19 CLUES TO CALLING IT A NIGHT:
YOU KNOW IT'S TIME TO GO HOME WHEN ...
1. You have absolutely no idea where your shoes are.
2. You've just had to get someone to help you pull your pants up in the ladies room.
3. You suddenly decide you want to kick someone's ass.
4. In your last trip to "pee" you realize you now look more like Tammy Faye Baker than the goddess you were just four hours ago.
5. You drop your 3:00 a.m. burrito on the floor, pick it up and carry on eating.
6. You start crying.
7. There are less than three hours before you're due to start work.
8. You've found a deeper side to the office nerd.

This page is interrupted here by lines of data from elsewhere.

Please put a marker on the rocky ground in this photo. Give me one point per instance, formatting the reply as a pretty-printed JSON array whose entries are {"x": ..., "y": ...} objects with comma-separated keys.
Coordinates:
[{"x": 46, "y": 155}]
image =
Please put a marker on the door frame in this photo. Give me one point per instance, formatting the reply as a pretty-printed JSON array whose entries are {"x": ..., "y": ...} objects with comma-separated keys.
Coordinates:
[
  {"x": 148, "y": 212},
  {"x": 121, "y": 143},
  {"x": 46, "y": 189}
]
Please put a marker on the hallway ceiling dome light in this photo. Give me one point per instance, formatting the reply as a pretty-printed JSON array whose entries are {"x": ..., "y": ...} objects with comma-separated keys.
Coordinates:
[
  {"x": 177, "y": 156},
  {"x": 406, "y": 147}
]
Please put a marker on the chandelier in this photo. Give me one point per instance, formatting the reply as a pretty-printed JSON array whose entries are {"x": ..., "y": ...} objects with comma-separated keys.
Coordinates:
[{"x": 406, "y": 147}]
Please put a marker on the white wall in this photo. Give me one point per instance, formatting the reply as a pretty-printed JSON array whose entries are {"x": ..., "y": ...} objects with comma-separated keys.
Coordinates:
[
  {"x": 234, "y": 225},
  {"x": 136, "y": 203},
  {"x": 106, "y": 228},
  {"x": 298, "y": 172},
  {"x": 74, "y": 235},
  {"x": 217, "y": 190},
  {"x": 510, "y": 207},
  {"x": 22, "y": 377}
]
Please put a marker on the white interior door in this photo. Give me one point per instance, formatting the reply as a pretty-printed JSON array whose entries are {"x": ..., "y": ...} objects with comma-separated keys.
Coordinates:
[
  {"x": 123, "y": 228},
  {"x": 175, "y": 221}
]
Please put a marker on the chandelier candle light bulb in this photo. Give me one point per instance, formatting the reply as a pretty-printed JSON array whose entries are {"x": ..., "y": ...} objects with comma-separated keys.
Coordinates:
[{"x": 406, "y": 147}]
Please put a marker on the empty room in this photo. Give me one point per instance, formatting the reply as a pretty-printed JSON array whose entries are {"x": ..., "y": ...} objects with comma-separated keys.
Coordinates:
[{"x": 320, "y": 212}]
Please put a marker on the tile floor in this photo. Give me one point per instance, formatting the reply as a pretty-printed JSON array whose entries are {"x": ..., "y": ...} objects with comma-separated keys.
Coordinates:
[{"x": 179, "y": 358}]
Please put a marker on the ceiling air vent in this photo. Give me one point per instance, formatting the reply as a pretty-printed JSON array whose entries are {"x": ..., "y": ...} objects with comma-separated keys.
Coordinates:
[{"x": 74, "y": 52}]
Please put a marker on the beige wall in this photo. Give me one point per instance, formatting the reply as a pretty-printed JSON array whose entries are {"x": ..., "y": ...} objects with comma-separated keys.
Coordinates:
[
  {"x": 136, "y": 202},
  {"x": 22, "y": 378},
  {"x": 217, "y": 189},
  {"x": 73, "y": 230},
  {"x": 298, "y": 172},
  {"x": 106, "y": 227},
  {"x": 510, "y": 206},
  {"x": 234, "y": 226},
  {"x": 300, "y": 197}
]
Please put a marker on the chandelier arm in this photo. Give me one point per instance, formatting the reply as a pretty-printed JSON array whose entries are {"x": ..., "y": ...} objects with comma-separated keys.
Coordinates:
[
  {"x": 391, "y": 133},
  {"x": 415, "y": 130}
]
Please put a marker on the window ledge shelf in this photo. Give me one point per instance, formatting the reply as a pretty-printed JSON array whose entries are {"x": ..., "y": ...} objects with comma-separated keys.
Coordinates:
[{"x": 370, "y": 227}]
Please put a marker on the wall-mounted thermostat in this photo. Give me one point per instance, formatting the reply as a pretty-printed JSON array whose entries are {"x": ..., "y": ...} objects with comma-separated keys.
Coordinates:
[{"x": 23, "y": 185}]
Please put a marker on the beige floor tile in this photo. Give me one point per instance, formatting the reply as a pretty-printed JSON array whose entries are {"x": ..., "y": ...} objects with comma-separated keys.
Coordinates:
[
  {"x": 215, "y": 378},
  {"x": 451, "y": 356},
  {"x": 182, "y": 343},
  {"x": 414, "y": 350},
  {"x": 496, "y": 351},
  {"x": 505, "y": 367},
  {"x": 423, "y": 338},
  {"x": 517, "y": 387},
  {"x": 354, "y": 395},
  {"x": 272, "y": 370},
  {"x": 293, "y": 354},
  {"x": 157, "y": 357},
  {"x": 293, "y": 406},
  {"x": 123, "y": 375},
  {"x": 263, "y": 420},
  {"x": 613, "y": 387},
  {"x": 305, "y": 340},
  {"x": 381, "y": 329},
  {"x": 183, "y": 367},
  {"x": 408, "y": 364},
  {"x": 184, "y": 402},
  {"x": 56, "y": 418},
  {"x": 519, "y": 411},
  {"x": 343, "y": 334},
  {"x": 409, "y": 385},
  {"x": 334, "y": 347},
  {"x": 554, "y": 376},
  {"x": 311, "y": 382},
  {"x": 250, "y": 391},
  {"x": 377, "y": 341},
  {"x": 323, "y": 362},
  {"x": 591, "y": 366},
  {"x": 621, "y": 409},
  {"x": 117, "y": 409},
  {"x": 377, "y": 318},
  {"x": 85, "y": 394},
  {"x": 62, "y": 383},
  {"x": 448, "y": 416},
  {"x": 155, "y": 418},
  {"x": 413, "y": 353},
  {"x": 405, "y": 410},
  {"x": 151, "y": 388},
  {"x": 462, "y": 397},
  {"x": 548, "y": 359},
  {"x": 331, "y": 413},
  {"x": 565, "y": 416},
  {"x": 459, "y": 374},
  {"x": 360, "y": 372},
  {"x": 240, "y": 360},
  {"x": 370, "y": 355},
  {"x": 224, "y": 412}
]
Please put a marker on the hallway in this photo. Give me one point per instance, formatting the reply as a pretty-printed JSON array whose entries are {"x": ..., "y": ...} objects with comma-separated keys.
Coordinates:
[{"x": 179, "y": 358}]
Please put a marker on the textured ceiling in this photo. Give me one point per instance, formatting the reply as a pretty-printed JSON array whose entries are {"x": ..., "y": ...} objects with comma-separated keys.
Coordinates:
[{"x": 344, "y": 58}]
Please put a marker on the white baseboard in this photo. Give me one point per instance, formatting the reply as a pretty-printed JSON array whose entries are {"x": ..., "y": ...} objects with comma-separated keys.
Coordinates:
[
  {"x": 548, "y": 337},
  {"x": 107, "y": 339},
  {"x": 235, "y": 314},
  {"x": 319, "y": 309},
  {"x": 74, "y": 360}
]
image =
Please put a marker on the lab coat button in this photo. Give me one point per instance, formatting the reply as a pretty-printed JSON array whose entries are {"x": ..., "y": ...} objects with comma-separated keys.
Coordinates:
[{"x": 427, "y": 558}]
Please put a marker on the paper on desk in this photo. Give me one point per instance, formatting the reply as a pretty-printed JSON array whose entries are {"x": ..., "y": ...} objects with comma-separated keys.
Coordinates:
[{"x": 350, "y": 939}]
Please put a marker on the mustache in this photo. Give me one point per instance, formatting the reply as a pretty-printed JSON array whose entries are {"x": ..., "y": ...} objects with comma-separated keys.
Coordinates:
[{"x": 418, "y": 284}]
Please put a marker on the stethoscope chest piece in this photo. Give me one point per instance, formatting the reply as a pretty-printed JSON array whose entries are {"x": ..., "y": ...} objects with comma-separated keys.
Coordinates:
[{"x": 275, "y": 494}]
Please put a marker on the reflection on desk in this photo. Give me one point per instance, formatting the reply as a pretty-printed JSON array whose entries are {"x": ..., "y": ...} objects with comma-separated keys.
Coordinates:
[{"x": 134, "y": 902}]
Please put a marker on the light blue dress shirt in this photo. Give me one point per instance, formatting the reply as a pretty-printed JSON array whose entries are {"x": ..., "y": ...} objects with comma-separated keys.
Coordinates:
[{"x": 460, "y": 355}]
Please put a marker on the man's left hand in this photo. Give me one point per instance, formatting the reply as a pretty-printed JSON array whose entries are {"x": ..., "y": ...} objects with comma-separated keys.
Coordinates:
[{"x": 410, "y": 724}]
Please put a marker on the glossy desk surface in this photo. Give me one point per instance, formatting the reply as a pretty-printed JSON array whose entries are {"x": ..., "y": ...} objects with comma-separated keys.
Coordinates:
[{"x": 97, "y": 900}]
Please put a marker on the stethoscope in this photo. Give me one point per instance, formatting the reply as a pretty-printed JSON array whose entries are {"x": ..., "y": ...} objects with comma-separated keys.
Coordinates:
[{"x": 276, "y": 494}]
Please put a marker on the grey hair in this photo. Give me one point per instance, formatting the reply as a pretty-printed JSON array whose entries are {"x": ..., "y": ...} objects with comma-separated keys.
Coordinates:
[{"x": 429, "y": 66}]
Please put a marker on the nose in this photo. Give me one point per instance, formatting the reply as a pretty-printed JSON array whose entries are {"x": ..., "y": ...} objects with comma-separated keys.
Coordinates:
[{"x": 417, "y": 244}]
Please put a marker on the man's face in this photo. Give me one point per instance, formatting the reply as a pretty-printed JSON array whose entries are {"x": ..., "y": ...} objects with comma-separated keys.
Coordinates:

9. The man you're flirting with used to be your 5th grade teacher.
10. The urge to take off articles of clothing, stand on a table and sing becomes strangely overwhelming.
11. You've forgotten where you live.
12. You've started to sound like Jessie Ventura from the cigarettes you've smoked, because (as you've mentioned 10 times by now) you only smoke when you drink.
13. You yell at the bartender, who (you think) cheated you by giving you just tonic, but that's just because you can no longer taste the gin or vodka.
14. You think you're in bed, but your pillow feels strangely like pizza.
15. You start every conversation with a booming, "Don't take this the wrong way but..."
16. You fail to notice that the toilet lid's down when you sit on it.
17. Your sloppy hugs begin to resemble wrestling take-down moves.
18. You're tired so you just sit on the dancefloor (and why not!).
19. You show your friends that girls can pee standing up if they really want to.
Jeff said at 5:11 PM 03-31-2001: That was a pretty keen message you left on my machine the other day (aka: 2 weeks ago). Feeling like doing anything tonight? I want to, as the kids say, "boogie".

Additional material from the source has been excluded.